Disclosure of Invention
In order to solve the problems, the invention provides a neural network compilation method and a device based on an FPGA (field programmable gate array), which can solve the limitation of the existing neural network compilation method in the aspects of computing power and reconfigurability, and adopts the following technical scheme:
an FPGA-based neural network warping device, comprising:
the display module is used for displaying the playing state information;
the control key module is used for selecting different play modes;
the audio decoding module is used for playing music automatically generated through artificial intelligence calculation;
the FPGA module is provided with a neural network hardware accelerator soft core and is used for realizing the control of the display module, the control key module and the audio decoding module and the artificial intelligent data operation; the FPGA module carries on a system on chip, the system on chip comprises a neural network hardware accelerator based on an instruction set framework, a data scheduling module and a memory, the neural network hardware accelerator is used for carrying out operation according to a built neural network model, in the operation process, the data scheduling module moves model weight from the memory to the neural network hardware accelerator for operation, after an operation result is obtained, audio waveform data corresponding to the musical notes obtained through inference are moved from the memory to an audio decoding module for playing.
Furthermore, the system on chip uses a soft core CPU as a controller, uses a DDR3SDRAM and a TF card as a memory, realizes audio decoding through an audio CODEC chip, and is equipped with a UART, a serial peripheral interface SPI, I2C, I2S, and a DDR3SDRAM controller, and is connected by an AHB bus.
Further, the system on chip communicates with an upper computer through a UART interface and prints log information, realizes reading and writing of a TF card through an SPI interface, and configures and transmits data to an audio CODEC chip through an I2C interface and an I2S interface.
Further, the system on chip uses a TF card to obtain data obtained after the neural network model is trained and audio waveform data corresponding to the musical notes, and the data and the audio waveform data are read by a DDR3SDRAM when the system on chip is started, different types of weights in the neural network model are stored in addresses corresponding to the TF card and the DDR3SDRAM according to rules, and a user program needs to control the neural network hardware accelerator according to the addresses to achieve weight moving.

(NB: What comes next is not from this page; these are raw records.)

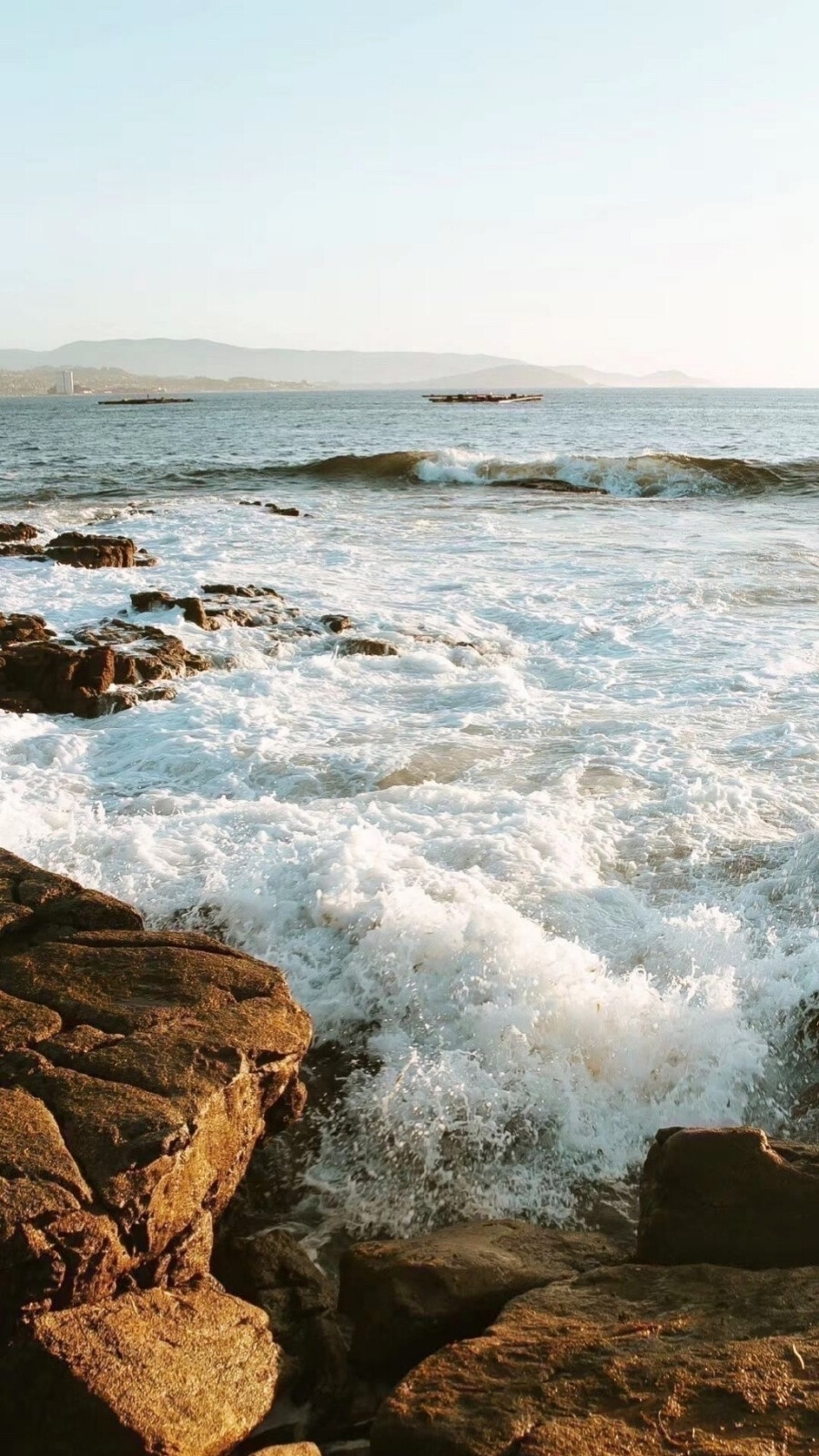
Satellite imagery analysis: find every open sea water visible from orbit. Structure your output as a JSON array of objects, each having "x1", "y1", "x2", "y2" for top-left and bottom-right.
[{"x1": 0, "y1": 389, "x2": 819, "y2": 1232}]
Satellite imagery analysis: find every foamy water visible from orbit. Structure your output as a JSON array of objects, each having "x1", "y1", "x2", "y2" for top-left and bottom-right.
[{"x1": 0, "y1": 391, "x2": 819, "y2": 1230}]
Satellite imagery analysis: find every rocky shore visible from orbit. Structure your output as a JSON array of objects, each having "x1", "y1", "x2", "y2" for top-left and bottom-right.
[
  {"x1": 0, "y1": 852, "x2": 819, "y2": 1456},
  {"x1": 0, "y1": 521, "x2": 819, "y2": 1456}
]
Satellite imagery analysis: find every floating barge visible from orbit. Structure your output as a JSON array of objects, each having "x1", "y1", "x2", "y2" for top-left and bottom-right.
[
  {"x1": 97, "y1": 395, "x2": 194, "y2": 405},
  {"x1": 424, "y1": 395, "x2": 543, "y2": 405}
]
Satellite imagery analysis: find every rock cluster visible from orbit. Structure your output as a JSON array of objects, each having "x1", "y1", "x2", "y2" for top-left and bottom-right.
[
  {"x1": 0, "y1": 850, "x2": 819, "y2": 1456},
  {"x1": 0, "y1": 507, "x2": 398, "y2": 718},
  {"x1": 0, "y1": 613, "x2": 210, "y2": 718},
  {"x1": 0, "y1": 852, "x2": 310, "y2": 1456},
  {"x1": 0, "y1": 521, "x2": 156, "y2": 571}
]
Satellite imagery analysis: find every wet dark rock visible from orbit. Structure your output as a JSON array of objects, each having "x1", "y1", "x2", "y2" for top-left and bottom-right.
[
  {"x1": 339, "y1": 1218, "x2": 622, "y2": 1376},
  {"x1": 0, "y1": 521, "x2": 39, "y2": 541},
  {"x1": 0, "y1": 541, "x2": 46, "y2": 561},
  {"x1": 0, "y1": 614, "x2": 210, "y2": 718},
  {"x1": 0, "y1": 612, "x2": 54, "y2": 650},
  {"x1": 131, "y1": 585, "x2": 281, "y2": 632},
  {"x1": 371, "y1": 1264, "x2": 819, "y2": 1456},
  {"x1": 0, "y1": 852, "x2": 310, "y2": 1320},
  {"x1": 509, "y1": 475, "x2": 609, "y2": 495},
  {"x1": 0, "y1": 641, "x2": 126, "y2": 718},
  {"x1": 213, "y1": 1228, "x2": 349, "y2": 1425},
  {"x1": 131, "y1": 588, "x2": 177, "y2": 612},
  {"x1": 637, "y1": 1127, "x2": 819, "y2": 1269},
  {"x1": 254, "y1": 1441, "x2": 327, "y2": 1456},
  {"x1": 201, "y1": 582, "x2": 281, "y2": 602},
  {"x1": 46, "y1": 531, "x2": 137, "y2": 570},
  {"x1": 3, "y1": 1279, "x2": 279, "y2": 1456},
  {"x1": 339, "y1": 638, "x2": 398, "y2": 657}
]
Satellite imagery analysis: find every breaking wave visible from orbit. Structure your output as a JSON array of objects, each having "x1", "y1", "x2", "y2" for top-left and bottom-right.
[{"x1": 167, "y1": 449, "x2": 819, "y2": 498}]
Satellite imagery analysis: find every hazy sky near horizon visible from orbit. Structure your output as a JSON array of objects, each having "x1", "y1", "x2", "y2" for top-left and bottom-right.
[{"x1": 0, "y1": 0, "x2": 819, "y2": 386}]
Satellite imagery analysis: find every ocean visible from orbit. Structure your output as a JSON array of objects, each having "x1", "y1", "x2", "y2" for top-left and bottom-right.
[{"x1": 0, "y1": 389, "x2": 819, "y2": 1233}]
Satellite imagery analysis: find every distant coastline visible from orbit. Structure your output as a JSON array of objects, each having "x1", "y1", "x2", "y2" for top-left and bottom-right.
[{"x1": 0, "y1": 339, "x2": 711, "y2": 396}]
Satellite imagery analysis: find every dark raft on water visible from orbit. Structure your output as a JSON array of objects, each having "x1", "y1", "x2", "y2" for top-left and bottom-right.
[
  {"x1": 97, "y1": 395, "x2": 194, "y2": 405},
  {"x1": 424, "y1": 395, "x2": 543, "y2": 405}
]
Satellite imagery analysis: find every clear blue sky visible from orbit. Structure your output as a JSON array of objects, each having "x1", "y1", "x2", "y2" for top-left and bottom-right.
[{"x1": 0, "y1": 0, "x2": 819, "y2": 386}]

Furthermore, the neural network hardware accelerator can receive an instruction from a user program in a mode of writing a register on a bus through a CPU, and perform memory read-write access operation, on-chip special cache operation and operation resource module operation according to the instruction.
Further, the data flow scheduling module can receive an instruction from a user program in a mode of writing a register on a bus by the CPU, and configure data scheduling among the off-chip memory, the on-chip module and the on-chip cache according to the instruction.
Furthermore, the neural network hardware accelerator takes a multi-path parallel multiplier as an operation core, and a plurality of distributed buffers temporarily store operation intermediate data; and (3) performing hardware implementation on the activation function by using piecewise function fitting and utilizing the symmetric characteristics of sigmoid and tanh.
Further, the neural network hardware accelerator generates pseudo random numbers by using a linear feedback shift register LFSR, realizes exponential operation by using a lookup table in a plurality of intervals, and cooperatively realizes hardware implementation on SOFTMAX.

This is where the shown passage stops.